LA SASSATA WEB: Valutazione e Premi: le Opportunità che BNL Dovrebbe Cogliere – N.30

Valutazione e Premi: le Opportunità che BNL Dovrebbe Cogliere

di Savino Balzano


Si avvicina la fine dell’anno e quindi anche due momenti particolarmente sentiti dai lavoratori della BNL: le valutazioni e la distribuzione delle compensation (il premio di aprile, per dirla in soldoni).

Sono due momenti molto diversi tra loro ed evidentemente rappresentano anche giuridicamente due fattispecie distinte e normate in maniera assolutamente differente, però consentono di fare una riflessione comune molto veloce.

Sono momenti “individuali”, a pensarci, nei quali il lavoratore si relaziona al datore di lavoro (rappresentato dal responsabile, come stabiliscono le regole), e per certi versi costituiscono una opportunità per la Banca: quella di dimostrare attenzione, considerazione, interessamento nei confronti della persona e delle sue caratteristiche.

Questa opportunità, da cogliere quasi doverosamente, come viene vissuta dalla nostra Azienda?

Ormai è nota l’esistenza di un vademecum consegnato ai responsabili su come gestire il momento della valutazione: viene loro spiegato, mediante il ricorso a curiose e (maleficamente) fantasiose curve gaussiane, che in qualsiasi team deve esserci una “pancia” centrale e più polposa di persone “in linea”, dai risultati mediani per così dire, una vetta di eccellenza evidentemente riservata a pochi eletti e, infine, un bassofondo di mediocre inadeguatezza da riservare a qualcun altro.

Ciò che colpisce in quella disamina è che tale distribuzione debba essere quasi “necessaria”: vale a dire che se una valutazione è ben fatta, allora deve necessariamente rispondere a quella sorta di categorizzazione prestabilita. Insomma: non va bene che tutti siano in linea; non va bene che molti siano eccellenti; non va bene che non vi siano pecore nere. La realtà deve conformarsi a questo piattume grigiastro preordinato e totalmente privo di originalità, di personalizzazione, di peculiarità.

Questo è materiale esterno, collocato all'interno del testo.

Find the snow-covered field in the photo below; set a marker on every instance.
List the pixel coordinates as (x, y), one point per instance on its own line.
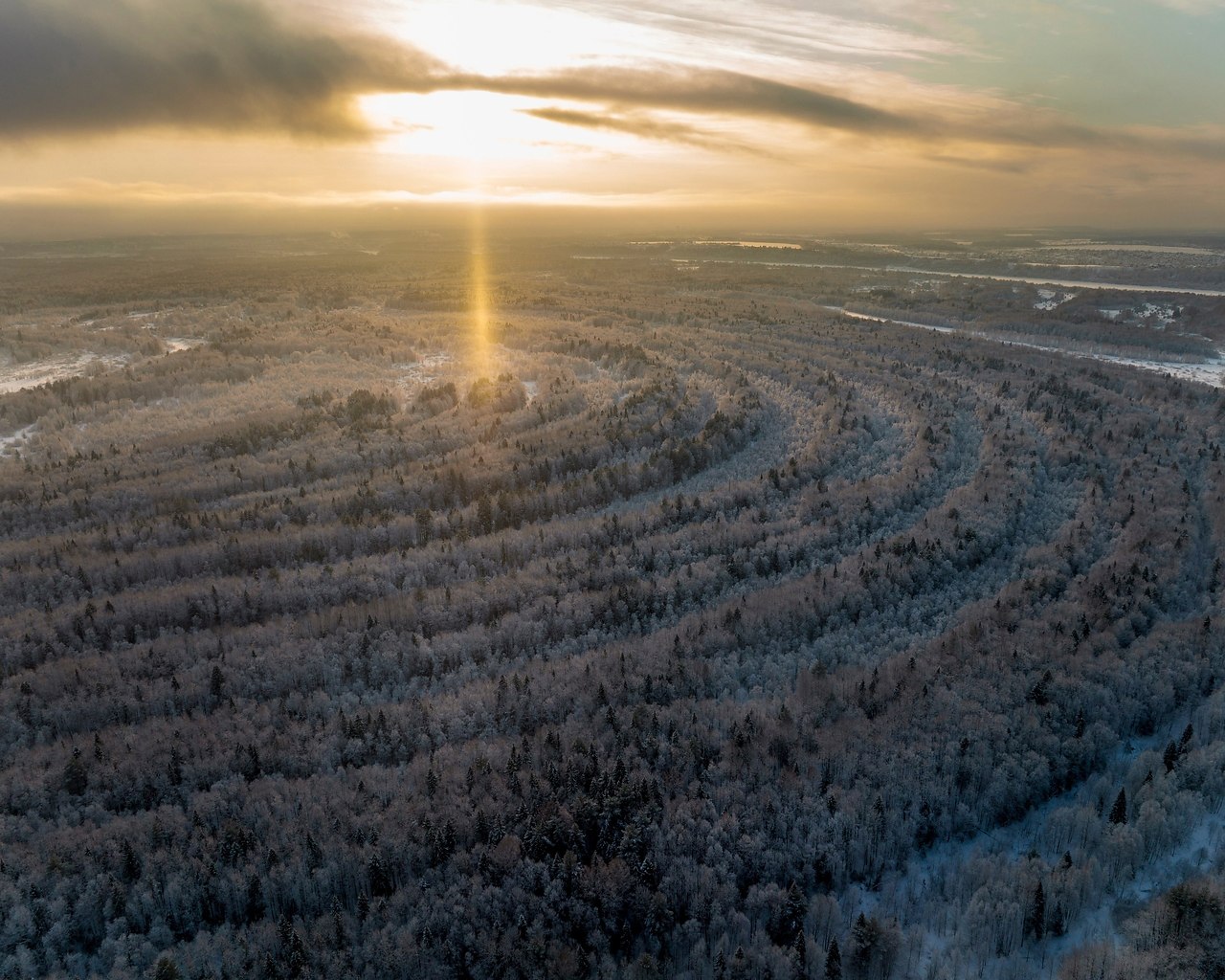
(1049, 299)
(31, 375)
(1207, 372)
(16, 441)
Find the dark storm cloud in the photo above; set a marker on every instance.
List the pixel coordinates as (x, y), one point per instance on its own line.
(70, 66)
(697, 91)
(236, 65)
(100, 66)
(648, 127)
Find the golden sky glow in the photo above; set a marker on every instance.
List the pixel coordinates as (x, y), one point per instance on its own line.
(209, 114)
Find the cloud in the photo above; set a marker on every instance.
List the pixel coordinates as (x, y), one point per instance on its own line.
(647, 127)
(702, 91)
(239, 65)
(69, 66)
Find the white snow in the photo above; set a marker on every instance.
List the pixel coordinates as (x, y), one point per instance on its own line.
(31, 375)
(1049, 299)
(17, 440)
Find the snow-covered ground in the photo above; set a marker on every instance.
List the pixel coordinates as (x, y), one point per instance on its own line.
(887, 320)
(174, 345)
(31, 375)
(1049, 299)
(421, 371)
(10, 444)
(1208, 371)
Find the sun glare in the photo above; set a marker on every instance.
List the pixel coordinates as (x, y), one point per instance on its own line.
(480, 348)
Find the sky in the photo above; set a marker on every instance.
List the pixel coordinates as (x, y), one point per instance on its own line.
(800, 115)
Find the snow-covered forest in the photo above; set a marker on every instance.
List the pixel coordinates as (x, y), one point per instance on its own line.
(678, 626)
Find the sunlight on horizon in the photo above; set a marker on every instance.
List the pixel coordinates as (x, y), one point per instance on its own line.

In una logica di questo tipo, cosa resta per l’attenzione e per la cura della persona, della sua individualità, della sua splendida (per chi avesse la sensibilità di coglierla) specificità?

Lo stesso vale per quei dannati premi di aprile (dannati, perché costituiscono uno strumento divisivo e per nulla universalistico, a differenza del VAP): non c’è budget. Vecchia storia e sempre quella: si narra che ogni anno il budget venga ridotto rispetto all’anno precedente e questa rievocazione va avanti da tempi immemori, spingendoci a ipotizzare ironicamente che ormai sia diventato “negativo”, che abbia inesorabilmente scavato una fossa sotto la soglia dello zero.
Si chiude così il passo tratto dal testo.